I’ve just finished reading an excellent article on Continuous Deployment. This is the way of the future. Now that Continuous Integration has become (almost) mainstream and as expectations for services to be “always on” becomes the norm, the interest and demand for practices such as Continuous Deployment (CD) will increase. With CD, the cost of rolling out an update is very nearly zero* because deployment and releasing is fully automated.
I first had a discussion about Continuous Deployment with Rupert Perry the CEO of Pirum Systems. Rupert is a first rate developer and wrote the first version of their systems with the CTO. While we were discussing some of the advantages of Continuous Deployment, Rupert told me a story. He was in a clients office trying to make a sale and was demonstrating the live system to the potential clients. The client wanted to sort by a particular column. Not having worked directly on that particular function, Rupert said “Let’s try it.”
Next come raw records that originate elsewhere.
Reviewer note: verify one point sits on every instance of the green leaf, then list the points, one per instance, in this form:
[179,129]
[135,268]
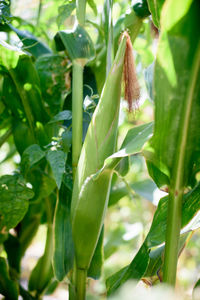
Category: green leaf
[143,188]
[134,271]
[43,268]
[23,136]
[14,257]
[141,9]
[31,156]
[156,237]
[155,7]
[148,76]
[30,43]
[195,292]
[64,11]
[63,257]
[57,159]
[27,85]
[61,116]
[54,79]
[5,15]
[77,43]
[93,6]
[175,144]
[8,287]
[132,144]
[94,270]
[14,196]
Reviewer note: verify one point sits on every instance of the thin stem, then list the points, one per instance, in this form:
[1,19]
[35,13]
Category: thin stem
[177,182]
[25,102]
[5,136]
[39,13]
[80,11]
[77,114]
[81,275]
[110,48]
[172,238]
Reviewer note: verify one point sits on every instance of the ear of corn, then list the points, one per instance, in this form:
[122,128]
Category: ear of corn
[90,195]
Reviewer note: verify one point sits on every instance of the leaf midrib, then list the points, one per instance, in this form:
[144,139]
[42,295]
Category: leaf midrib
[181,152]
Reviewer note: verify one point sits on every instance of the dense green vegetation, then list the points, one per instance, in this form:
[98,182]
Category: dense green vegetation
[81,152]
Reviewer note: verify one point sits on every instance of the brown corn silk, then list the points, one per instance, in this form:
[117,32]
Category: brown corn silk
[131,85]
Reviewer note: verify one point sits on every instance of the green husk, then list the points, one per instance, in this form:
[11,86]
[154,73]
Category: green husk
[90,195]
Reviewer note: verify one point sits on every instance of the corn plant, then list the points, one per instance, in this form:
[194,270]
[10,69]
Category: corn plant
[64,84]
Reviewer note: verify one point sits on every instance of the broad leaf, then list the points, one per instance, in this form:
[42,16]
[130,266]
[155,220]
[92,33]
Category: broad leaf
[64,11]
[156,237]
[175,144]
[5,15]
[30,43]
[8,287]
[14,196]
[155,7]
[54,79]
[61,116]
[57,159]
[31,156]
[94,270]
[63,257]
[77,43]
[27,85]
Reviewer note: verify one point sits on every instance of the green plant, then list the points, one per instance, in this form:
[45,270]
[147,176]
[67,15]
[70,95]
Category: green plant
[60,104]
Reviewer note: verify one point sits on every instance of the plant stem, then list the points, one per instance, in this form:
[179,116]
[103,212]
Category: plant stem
[25,102]
[177,181]
[77,114]
[39,13]
[5,136]
[110,49]
[172,238]
[80,11]
[81,275]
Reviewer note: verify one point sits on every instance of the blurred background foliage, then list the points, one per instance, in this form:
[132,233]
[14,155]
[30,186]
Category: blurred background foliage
[134,195]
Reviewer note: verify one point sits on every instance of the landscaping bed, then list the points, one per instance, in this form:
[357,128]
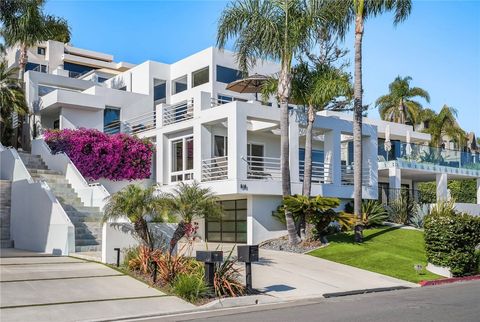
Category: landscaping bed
[386,250]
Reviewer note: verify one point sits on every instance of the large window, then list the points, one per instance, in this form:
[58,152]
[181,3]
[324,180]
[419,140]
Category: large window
[111,120]
[179,85]
[232,226]
[200,76]
[228,75]
[159,90]
[182,159]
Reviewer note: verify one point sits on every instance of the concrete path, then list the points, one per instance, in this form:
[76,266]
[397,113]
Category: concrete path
[35,287]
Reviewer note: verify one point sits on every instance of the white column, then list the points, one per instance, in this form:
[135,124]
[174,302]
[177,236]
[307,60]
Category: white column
[442,188]
[237,145]
[394,182]
[478,191]
[332,156]
[293,135]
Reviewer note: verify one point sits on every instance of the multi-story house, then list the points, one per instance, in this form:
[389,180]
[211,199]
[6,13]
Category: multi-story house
[225,140]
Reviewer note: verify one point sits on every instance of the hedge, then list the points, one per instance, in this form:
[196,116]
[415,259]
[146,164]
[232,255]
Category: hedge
[99,155]
[451,238]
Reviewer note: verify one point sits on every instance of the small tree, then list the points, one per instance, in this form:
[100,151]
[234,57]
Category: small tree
[189,202]
[137,204]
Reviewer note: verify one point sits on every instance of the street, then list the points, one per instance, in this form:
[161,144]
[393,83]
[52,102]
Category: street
[452,302]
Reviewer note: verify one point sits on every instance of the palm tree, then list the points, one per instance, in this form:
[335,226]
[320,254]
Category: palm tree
[398,105]
[278,30]
[25,25]
[443,124]
[12,100]
[357,11]
[188,202]
[137,204]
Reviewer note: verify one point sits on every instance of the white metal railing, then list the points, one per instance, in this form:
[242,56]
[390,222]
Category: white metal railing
[178,113]
[263,168]
[141,123]
[347,175]
[321,172]
[215,169]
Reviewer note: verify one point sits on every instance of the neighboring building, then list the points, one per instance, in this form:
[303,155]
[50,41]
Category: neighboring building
[225,140]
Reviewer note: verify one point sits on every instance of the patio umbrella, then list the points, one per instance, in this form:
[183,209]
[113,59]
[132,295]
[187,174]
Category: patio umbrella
[408,148]
[250,84]
[387,145]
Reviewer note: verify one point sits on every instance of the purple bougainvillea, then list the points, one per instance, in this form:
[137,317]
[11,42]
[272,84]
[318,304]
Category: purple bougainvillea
[99,155]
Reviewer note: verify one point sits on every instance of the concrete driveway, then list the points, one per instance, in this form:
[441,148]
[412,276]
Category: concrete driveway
[35,287]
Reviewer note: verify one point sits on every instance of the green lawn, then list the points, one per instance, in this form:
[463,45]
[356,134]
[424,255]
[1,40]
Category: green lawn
[386,250]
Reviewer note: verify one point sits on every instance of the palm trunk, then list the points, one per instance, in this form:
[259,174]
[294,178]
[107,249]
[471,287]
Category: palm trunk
[284,86]
[357,129]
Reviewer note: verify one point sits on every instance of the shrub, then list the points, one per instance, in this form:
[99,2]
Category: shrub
[373,213]
[99,155]
[190,287]
[451,238]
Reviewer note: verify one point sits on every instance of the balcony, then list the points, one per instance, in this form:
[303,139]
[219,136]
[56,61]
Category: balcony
[427,155]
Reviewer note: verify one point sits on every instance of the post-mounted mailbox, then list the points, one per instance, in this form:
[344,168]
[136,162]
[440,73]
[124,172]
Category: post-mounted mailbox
[247,253]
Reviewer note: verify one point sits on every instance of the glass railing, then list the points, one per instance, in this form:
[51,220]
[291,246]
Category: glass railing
[429,155]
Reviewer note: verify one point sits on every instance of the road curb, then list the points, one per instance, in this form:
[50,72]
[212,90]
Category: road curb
[450,280]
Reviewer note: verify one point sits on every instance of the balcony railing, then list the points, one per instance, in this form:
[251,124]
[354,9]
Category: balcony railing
[321,172]
[215,169]
[263,168]
[139,124]
[178,113]
[347,175]
[429,155]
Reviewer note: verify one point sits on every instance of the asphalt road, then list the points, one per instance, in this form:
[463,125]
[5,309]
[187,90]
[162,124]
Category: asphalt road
[452,302]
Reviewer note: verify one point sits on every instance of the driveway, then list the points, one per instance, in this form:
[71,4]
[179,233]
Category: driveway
[35,287]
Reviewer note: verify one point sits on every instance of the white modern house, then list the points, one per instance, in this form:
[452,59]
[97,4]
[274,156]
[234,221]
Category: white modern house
[225,140]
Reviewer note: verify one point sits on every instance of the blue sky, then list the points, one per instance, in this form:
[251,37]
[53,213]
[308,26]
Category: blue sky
[438,46]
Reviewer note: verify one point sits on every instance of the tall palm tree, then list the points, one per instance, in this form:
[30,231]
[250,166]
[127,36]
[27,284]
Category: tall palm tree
[398,105]
[12,100]
[25,25]
[188,202]
[357,11]
[137,204]
[443,124]
[277,30]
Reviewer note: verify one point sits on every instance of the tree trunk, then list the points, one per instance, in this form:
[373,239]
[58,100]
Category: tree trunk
[357,129]
[284,86]
[307,170]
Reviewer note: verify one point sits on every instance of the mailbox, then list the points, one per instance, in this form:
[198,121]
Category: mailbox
[209,256]
[248,253]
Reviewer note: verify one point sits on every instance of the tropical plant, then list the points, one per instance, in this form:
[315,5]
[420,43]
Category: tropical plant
[399,104]
[24,24]
[226,278]
[99,155]
[190,287]
[12,101]
[278,30]
[374,214]
[345,13]
[443,124]
[189,202]
[138,205]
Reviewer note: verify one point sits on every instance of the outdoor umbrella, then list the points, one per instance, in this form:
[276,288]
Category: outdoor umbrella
[250,84]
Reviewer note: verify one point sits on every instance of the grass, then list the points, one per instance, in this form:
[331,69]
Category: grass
[386,250]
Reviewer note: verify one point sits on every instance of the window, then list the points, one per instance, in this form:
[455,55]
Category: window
[220,146]
[182,159]
[179,85]
[228,75]
[111,120]
[200,76]
[159,90]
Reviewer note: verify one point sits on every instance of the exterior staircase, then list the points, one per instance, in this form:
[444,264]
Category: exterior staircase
[87,220]
[5,198]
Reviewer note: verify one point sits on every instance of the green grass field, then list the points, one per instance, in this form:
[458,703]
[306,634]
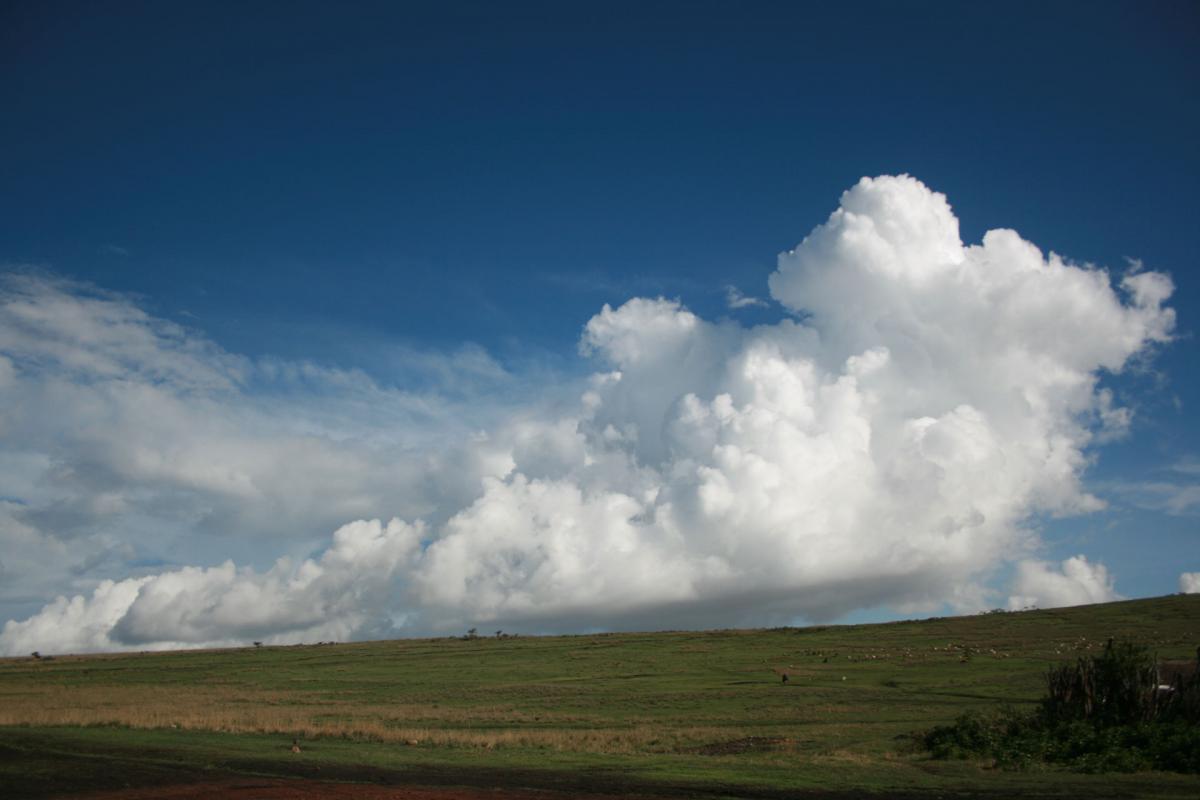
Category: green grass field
[673,713]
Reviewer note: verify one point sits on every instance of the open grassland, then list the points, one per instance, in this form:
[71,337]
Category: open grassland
[657,711]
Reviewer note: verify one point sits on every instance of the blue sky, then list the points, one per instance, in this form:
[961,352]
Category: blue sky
[389,223]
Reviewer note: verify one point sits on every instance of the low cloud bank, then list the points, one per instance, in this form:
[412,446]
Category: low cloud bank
[885,446]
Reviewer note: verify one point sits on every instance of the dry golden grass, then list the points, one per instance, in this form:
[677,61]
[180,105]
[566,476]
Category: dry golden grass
[247,711]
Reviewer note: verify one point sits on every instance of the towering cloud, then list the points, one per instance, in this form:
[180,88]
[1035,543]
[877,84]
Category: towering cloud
[885,445]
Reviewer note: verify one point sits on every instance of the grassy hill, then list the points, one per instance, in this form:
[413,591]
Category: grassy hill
[695,713]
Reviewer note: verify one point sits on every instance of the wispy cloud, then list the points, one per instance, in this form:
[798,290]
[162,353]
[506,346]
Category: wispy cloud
[887,444]
[1176,491]
[735,299]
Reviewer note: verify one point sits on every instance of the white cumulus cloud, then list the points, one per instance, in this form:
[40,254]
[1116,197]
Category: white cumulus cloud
[887,445]
[1075,582]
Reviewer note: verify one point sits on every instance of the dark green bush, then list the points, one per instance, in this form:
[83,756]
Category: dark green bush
[1102,714]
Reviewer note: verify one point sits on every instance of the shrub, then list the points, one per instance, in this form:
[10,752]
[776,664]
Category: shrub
[1102,714]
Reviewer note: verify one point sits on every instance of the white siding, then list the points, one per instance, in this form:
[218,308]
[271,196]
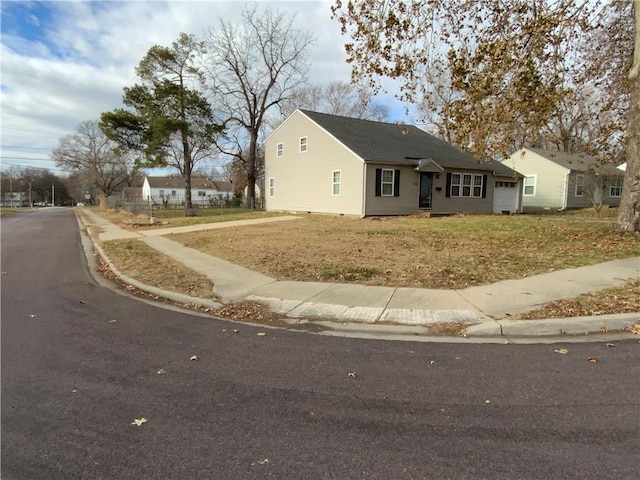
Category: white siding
[304,180]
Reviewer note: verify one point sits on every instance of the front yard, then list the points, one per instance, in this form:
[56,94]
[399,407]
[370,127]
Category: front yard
[449,253]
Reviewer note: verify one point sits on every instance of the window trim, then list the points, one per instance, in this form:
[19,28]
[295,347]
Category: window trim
[524,185]
[335,184]
[579,183]
[616,186]
[466,184]
[383,183]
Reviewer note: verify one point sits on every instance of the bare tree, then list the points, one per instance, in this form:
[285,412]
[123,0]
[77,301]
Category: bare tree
[253,68]
[89,153]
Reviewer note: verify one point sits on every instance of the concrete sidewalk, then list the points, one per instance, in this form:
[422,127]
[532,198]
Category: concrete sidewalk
[348,304]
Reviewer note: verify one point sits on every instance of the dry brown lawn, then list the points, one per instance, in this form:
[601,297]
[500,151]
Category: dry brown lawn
[451,252]
[139,261]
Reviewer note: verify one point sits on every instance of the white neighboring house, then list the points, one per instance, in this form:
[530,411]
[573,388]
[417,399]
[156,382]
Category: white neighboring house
[559,180]
[171,190]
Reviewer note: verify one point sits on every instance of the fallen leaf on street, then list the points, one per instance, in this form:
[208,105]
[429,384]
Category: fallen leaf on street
[139,421]
[634,328]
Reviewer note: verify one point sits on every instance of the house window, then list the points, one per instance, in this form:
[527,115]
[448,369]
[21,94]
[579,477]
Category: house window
[615,190]
[336,178]
[477,186]
[387,182]
[530,185]
[579,185]
[466,185]
[455,184]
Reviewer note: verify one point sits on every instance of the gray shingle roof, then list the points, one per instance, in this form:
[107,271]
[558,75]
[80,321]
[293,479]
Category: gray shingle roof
[397,144]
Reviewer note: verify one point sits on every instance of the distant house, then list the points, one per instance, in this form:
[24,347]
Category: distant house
[559,180]
[315,162]
[171,190]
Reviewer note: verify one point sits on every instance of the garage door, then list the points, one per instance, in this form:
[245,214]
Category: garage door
[505,197]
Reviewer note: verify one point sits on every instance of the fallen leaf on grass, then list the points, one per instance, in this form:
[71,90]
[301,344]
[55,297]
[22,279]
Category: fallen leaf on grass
[139,421]
[634,328]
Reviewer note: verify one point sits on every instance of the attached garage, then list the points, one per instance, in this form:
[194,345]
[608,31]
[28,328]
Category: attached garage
[506,196]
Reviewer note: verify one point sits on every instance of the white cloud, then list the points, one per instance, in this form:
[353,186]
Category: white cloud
[88,51]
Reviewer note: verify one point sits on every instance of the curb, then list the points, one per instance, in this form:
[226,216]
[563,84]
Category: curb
[555,330]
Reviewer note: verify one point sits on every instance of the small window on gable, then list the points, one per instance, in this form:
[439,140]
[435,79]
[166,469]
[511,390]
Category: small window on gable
[530,185]
[615,190]
[336,181]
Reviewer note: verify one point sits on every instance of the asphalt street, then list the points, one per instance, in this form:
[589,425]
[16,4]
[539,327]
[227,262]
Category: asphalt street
[81,362]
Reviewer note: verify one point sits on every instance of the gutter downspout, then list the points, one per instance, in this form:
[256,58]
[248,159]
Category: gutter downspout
[566,190]
[364,188]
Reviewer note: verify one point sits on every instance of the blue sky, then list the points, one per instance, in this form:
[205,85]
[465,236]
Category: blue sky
[67,61]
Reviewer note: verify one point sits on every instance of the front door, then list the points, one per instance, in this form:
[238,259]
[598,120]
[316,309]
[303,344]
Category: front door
[426,182]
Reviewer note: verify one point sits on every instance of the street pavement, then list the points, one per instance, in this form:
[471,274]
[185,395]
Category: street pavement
[81,362]
[370,309]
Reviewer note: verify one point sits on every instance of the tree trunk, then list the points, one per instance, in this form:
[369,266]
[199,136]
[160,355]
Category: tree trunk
[188,167]
[629,213]
[251,171]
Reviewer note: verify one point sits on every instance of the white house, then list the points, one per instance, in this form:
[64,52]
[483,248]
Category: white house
[171,190]
[316,162]
[560,181]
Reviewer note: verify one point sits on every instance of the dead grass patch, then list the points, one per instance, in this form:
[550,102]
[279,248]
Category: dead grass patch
[139,261]
[625,299]
[451,253]
[176,218]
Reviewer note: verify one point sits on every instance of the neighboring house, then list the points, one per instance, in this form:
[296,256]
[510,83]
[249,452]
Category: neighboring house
[14,199]
[558,180]
[315,162]
[171,190]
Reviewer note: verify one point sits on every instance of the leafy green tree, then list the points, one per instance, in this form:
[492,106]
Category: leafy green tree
[168,120]
[96,159]
[253,68]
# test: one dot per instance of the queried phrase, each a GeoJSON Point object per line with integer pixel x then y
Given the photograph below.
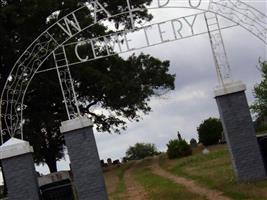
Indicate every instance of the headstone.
{"type": "Point", "coordinates": [239, 132]}
{"type": "Point", "coordinates": [205, 151]}
{"type": "Point", "coordinates": [109, 161]}
{"type": "Point", "coordinates": [85, 162]}
{"type": "Point", "coordinates": [19, 170]}
{"type": "Point", "coordinates": [193, 143]}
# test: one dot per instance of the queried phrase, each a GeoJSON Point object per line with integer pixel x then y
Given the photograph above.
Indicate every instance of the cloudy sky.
{"type": "Point", "coordinates": [192, 101]}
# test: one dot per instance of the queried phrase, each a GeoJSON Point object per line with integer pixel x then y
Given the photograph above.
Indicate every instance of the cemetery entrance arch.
{"type": "Point", "coordinates": [49, 43]}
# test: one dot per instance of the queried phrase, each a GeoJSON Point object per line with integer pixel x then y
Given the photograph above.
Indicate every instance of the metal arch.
{"type": "Point", "coordinates": [28, 64]}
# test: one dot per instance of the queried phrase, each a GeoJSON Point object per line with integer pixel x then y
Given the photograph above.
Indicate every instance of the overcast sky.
{"type": "Point", "coordinates": [192, 101]}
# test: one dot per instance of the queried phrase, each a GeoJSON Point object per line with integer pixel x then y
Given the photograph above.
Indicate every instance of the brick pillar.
{"type": "Point", "coordinates": [18, 167]}
{"type": "Point", "coordinates": [239, 132]}
{"type": "Point", "coordinates": [85, 162]}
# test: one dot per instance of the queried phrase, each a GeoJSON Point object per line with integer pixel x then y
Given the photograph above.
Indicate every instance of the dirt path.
{"type": "Point", "coordinates": [134, 190]}
{"type": "Point", "coordinates": [189, 184]}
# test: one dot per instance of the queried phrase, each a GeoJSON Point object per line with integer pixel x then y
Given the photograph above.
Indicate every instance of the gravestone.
{"type": "Point", "coordinates": [19, 170]}
{"type": "Point", "coordinates": [239, 132]}
{"type": "Point", "coordinates": [85, 162]}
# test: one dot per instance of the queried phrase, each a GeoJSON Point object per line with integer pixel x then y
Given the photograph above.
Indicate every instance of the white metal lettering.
{"type": "Point", "coordinates": [164, 4]}
{"type": "Point", "coordinates": [195, 3]}
{"type": "Point", "coordinates": [77, 53]}
{"type": "Point", "coordinates": [98, 8]}
{"type": "Point", "coordinates": [191, 24]}
{"type": "Point", "coordinates": [67, 22]}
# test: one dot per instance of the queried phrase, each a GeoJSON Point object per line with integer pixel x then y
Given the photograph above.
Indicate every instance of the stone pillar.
{"type": "Point", "coordinates": [85, 162]}
{"type": "Point", "coordinates": [18, 167]}
{"type": "Point", "coordinates": [239, 132]}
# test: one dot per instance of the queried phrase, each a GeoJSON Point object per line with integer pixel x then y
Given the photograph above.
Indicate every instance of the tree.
{"type": "Point", "coordinates": [120, 89]}
{"type": "Point", "coordinates": [178, 148]}
{"type": "Point", "coordinates": [140, 151]}
{"type": "Point", "coordinates": [260, 93]}
{"type": "Point", "coordinates": [210, 131]}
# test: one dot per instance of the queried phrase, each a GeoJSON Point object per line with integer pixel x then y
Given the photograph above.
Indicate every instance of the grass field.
{"type": "Point", "coordinates": [213, 171]}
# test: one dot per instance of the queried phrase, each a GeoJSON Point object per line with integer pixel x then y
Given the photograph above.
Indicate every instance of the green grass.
{"type": "Point", "coordinates": [119, 193]}
{"type": "Point", "coordinates": [159, 188]}
{"type": "Point", "coordinates": [215, 171]}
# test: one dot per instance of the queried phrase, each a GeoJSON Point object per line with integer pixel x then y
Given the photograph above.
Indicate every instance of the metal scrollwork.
{"type": "Point", "coordinates": [29, 63]}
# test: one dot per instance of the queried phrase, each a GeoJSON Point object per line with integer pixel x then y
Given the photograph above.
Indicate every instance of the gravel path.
{"type": "Point", "coordinates": [134, 190]}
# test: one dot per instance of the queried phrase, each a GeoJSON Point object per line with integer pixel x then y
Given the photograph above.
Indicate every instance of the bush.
{"type": "Point", "coordinates": [193, 143]}
{"type": "Point", "coordinates": [140, 151]}
{"type": "Point", "coordinates": [178, 149]}
{"type": "Point", "coordinates": [210, 131]}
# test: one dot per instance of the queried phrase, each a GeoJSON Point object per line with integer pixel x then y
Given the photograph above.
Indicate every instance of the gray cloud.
{"type": "Point", "coordinates": [192, 101]}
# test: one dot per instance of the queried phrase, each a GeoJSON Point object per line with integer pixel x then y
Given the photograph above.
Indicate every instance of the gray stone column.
{"type": "Point", "coordinates": [18, 167]}
{"type": "Point", "coordinates": [239, 132]}
{"type": "Point", "coordinates": [85, 162]}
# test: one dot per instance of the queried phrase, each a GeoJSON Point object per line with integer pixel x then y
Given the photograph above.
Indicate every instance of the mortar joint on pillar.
{"type": "Point", "coordinates": [74, 124]}
{"type": "Point", "coordinates": [229, 88]}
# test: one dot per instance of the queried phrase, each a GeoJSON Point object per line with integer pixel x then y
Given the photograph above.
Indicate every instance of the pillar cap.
{"type": "Point", "coordinates": [14, 147]}
{"type": "Point", "coordinates": [74, 124]}
{"type": "Point", "coordinates": [229, 88]}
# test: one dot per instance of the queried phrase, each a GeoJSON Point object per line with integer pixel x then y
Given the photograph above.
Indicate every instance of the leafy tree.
{"type": "Point", "coordinates": [260, 92]}
{"type": "Point", "coordinates": [140, 151]}
{"type": "Point", "coordinates": [210, 131]}
{"type": "Point", "coordinates": [178, 148]}
{"type": "Point", "coordinates": [119, 89]}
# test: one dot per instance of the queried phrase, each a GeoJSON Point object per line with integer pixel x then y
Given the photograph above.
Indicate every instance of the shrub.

The function failed … but here is where the story becomes interesting. The developers who were monitoring the system noticed the failed function. It wasn’t a lot of work on fix the problem, so they coded, tested and deployed a solution. Knowing that Rupert was seeing a client they gave him a call and asked him to demonstrate the function again, which he did successfully. The elapsed time for all this was in the order of 15 minutes to 20 minutes.
Oh, and Rupert made the sale!!
* It’s not quite zero because there’s a cost involved in initially building and configuring the CD system.